From Soho, the family moved shortly after their wedding to 57 Huntley Street, which runs parallel to Tottenham Court Road. My great-grandfather Charles was born on December 17th 1885, just about nine months after Charles and Ann's wedding. Soon after this, we know that Charles senior is working at the Lion Brewery on the South Bank of the Thames. The Lion brewery was a grand place - demolished in the 1950s to make way for the Royal Festival Hall - although one of the stone lions was saved and now sits at the foot of Westminster Bridge. He dies at the young age of 44 in Lambeth, not having seen the wedding of his son, which takes place 2 years later on August 17th, 1910 in Waterloo, at St John's Church - which still stands on the south side of Waterloo Bridge.
Incidentally, both Charles and Emma Smart list their address as 15 Tenison Road, Waterloo - which is roughly about where the 521 stops nowadays, on the south-east corner of the roundabout. Their wedding is witnessed by Emma's father, Charles, a 'Master Builder' - Emma Wright, Charles' sister and George Ashurst.

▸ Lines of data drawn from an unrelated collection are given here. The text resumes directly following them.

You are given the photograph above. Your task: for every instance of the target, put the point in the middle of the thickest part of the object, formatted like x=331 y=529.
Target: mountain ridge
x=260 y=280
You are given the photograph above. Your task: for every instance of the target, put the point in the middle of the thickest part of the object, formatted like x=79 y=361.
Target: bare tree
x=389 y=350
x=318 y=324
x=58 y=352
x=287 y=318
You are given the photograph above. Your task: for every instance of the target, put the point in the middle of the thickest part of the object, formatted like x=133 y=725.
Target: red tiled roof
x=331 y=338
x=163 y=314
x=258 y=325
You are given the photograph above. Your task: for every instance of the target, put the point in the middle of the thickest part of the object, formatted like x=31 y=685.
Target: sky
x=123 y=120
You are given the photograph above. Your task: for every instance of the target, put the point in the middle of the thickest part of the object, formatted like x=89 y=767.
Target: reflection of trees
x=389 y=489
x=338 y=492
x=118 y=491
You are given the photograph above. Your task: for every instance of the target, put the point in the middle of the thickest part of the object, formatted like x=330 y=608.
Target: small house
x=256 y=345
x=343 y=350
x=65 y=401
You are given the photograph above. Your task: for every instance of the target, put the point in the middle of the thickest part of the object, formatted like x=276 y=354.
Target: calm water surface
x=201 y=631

After their wedding, they move to Date Street, behind the famous East Street Market, and live there until 1918. During this time, several children are born, only one of which survives - Lily, born June 11th 1911. Charles Edward is born on March 16th 1916 and struggles on for a month before passing away, and William George manages a whole six months from January 29th 1917 until June. During 1918 Charles, Emma and Lily move to 3, Ontario Street, and on the last day of the year Stephen Henry is born, followed by his brother Arthur on December 14th 1921.
There is much more to tell about his period - that will follow another time.